In the above configuration, when the magnetic field H is reduced while a constant current is being supplied to the element 1 from the constant current source 6,
Hysteresis is considered to appear as a result of the weakly-coupling superconductivity existing at the grain boundaries of ceramics being maintained.

Therefore, the element 1 shown in FIG.
A current that once starts to flow from zero as shown in FIG. 4A, a pulse current as shown in FIG. 4B, an alternating current as shown in FIG. 4C, or a sawtooth current as shown in FIG. 4D. For example, if a drive method of an element in which the current value always returns to zero once, that is, the current of a certain current value always flows from the zero current state, the hysteresis of the output voltage with respect to the change of the magnetic field appears at all. As shown in FIG. 5, stable and highly reliable magnetic field detection can be obtained. When supplying a current having a waveform as shown in FIG. 4 (c) or (d) to measure the magnetic field, sampling measurement of the magnetic field is performed at a timing of a predetermined value such as a peak value of the increasing current value. Need to do.

As described above, in a magnetic sensor using a ceramics superconductor, by applying a driving current to the magnetic sensor such that a current of a certain value always flows as a driving current, it is extremely stable and highly reliable. It is possible to detect the strength of the magnetic field.

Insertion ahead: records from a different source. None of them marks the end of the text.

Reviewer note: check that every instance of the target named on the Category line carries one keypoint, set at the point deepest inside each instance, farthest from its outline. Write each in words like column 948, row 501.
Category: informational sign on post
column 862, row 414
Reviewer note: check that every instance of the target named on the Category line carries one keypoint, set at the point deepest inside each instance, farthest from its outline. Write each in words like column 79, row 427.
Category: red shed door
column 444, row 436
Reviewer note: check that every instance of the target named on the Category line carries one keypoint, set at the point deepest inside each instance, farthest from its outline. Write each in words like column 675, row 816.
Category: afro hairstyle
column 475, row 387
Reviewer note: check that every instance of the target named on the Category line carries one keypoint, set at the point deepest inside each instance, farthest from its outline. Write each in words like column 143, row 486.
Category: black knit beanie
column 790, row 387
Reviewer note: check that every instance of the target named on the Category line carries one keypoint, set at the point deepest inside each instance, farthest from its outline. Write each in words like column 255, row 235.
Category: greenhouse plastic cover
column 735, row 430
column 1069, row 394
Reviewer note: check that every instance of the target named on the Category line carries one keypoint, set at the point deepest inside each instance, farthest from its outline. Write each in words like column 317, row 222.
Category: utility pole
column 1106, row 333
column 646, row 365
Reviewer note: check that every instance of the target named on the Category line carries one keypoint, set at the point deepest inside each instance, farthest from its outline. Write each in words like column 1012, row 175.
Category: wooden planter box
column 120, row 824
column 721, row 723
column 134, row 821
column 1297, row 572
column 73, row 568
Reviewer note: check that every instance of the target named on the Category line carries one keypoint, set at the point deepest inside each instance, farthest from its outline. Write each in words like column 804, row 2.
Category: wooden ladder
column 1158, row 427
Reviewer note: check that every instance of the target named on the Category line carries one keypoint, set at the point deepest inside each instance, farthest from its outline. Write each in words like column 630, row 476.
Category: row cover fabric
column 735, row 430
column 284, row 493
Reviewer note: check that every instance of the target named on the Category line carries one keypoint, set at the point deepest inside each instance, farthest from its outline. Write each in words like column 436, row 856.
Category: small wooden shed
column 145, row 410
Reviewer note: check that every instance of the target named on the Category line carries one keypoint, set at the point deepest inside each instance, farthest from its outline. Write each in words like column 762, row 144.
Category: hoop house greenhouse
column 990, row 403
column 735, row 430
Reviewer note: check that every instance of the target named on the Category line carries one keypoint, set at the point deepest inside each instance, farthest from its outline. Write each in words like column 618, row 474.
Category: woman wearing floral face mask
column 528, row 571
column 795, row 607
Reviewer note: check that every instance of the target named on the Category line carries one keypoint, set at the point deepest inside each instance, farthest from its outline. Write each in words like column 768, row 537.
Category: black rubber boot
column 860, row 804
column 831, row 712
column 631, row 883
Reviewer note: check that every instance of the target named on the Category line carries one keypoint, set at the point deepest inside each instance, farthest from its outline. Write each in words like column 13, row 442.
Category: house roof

<Effects of the Invention> As described above, according to the present invention, the electric resistance of the ceramic superconducting element is largely changed with respect to the magnetic field, the hysteresis phenomenon peculiar to the superconductor is eliminated, and the stability and the reliability of the magnetic field are extremely high. It is a drive system that can perform detection, and its effect is tremendous when applied to highly accurate magnetic measurement technology such as magnetic measurement for medical diagnosis or FA that requires high accuracy, and it makes a great contribution to the industry. To do.

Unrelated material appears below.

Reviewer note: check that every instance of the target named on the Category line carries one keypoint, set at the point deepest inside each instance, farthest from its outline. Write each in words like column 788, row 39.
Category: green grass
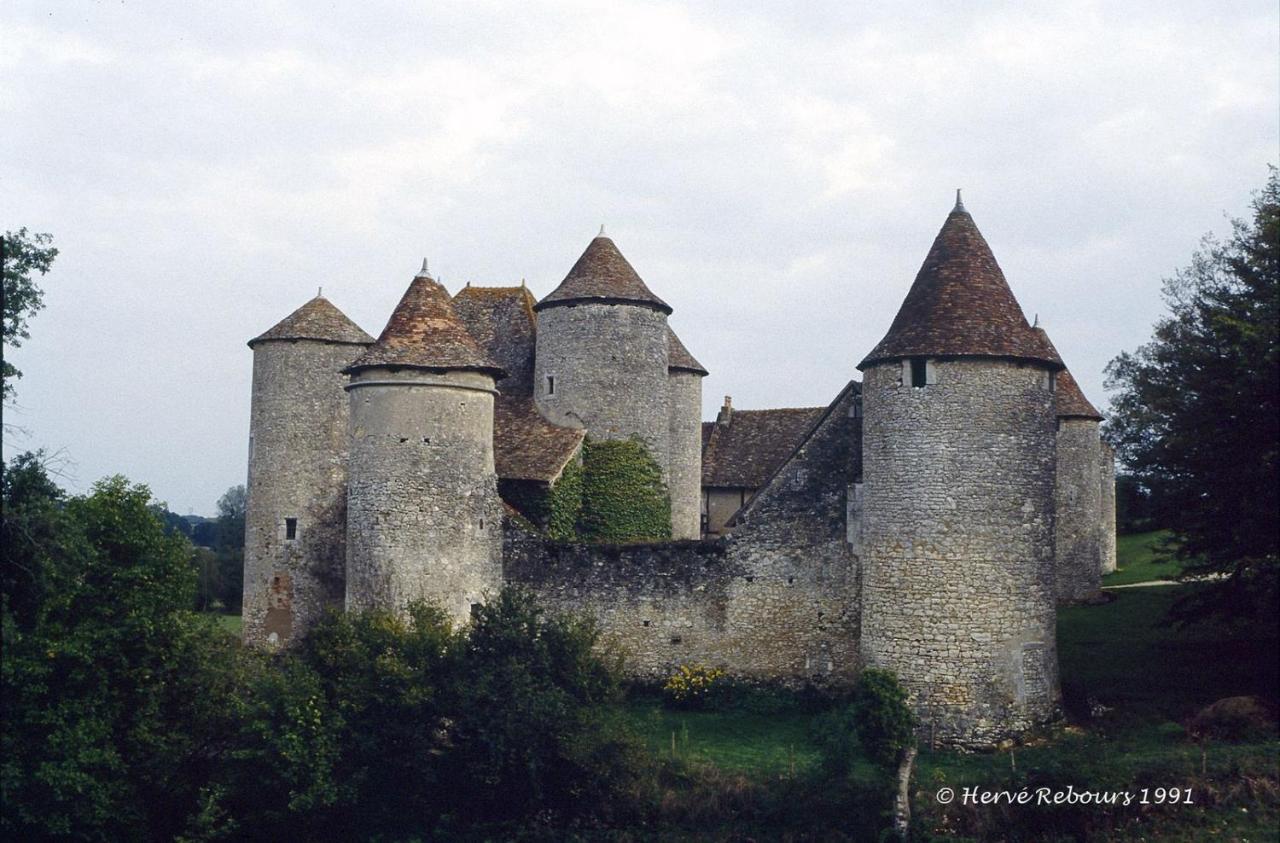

[Brief description of drawings]

FIG. 1 is a diagram showing an element structure example of a ceramics superconducting magnetic sensor to which the present invention is applied, FIG. 2 is a diagram showing characteristics of resistance change with respect to a magnetic field of the present sensor, and FIG. FIGS. 4 (a) to 4 (d) are diagrams for explaining the driving method of the present invention, respectively, showing a hysteresis characteristic, and FIGS. 5 (a) and 5 (b) are diagrams showing element current waveforms to be passed through the superconducting magnetic sensor. It is a figure which shows the characteristic by which the hysteresis was eliminated by the drive system of FIG. 1 ... Ceramic superconducting magnetic sensor, 2, 3 ... Current electrode, 4,5 ... Voltage source, 6 ... Constant current source, 7 ... Voltage detector.

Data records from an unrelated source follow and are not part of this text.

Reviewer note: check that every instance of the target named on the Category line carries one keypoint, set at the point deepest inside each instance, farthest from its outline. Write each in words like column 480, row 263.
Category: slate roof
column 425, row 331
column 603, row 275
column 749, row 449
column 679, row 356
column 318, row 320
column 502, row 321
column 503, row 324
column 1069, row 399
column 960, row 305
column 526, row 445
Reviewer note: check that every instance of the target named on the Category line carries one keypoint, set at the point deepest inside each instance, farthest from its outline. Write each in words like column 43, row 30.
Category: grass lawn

 ─────────────────────────────────────────────────── --- Continuation of the front page (56) References JP-A-59-17175 (JP, A) JP-A-55-56706 (JP, A) JP-B-46-24631 (JP, B1) C.I. W. Chu, et al. : Phy s. Rev. Lett. Vol. 58 No. 4,26 January 1987 P.P. 405-407

Claims (4)

[Claims] 1. A method for driving a magnetic sensor comprising a ceramic superconductor having weak coupling, in which superconductor particles are electrically weakly coupled, wherein a current flows from a state where a current value is zero as a driving current. A driving method for a ceramics superconducting magnetic sensor, characterized by using the driving current as described above. 2. The driving method for a ceramics superconducting magnetic sensor according to claim 1, wherein the driving current is an alternating current. 3. The method for driving a ceramics superconducting magnetic sensor according to claim 1, wherein the drive current is a pulse current. 4. The method for driving a ceramics superconducting magnetic sensor according to claim 1, wherein the drive current is a sawtooth current.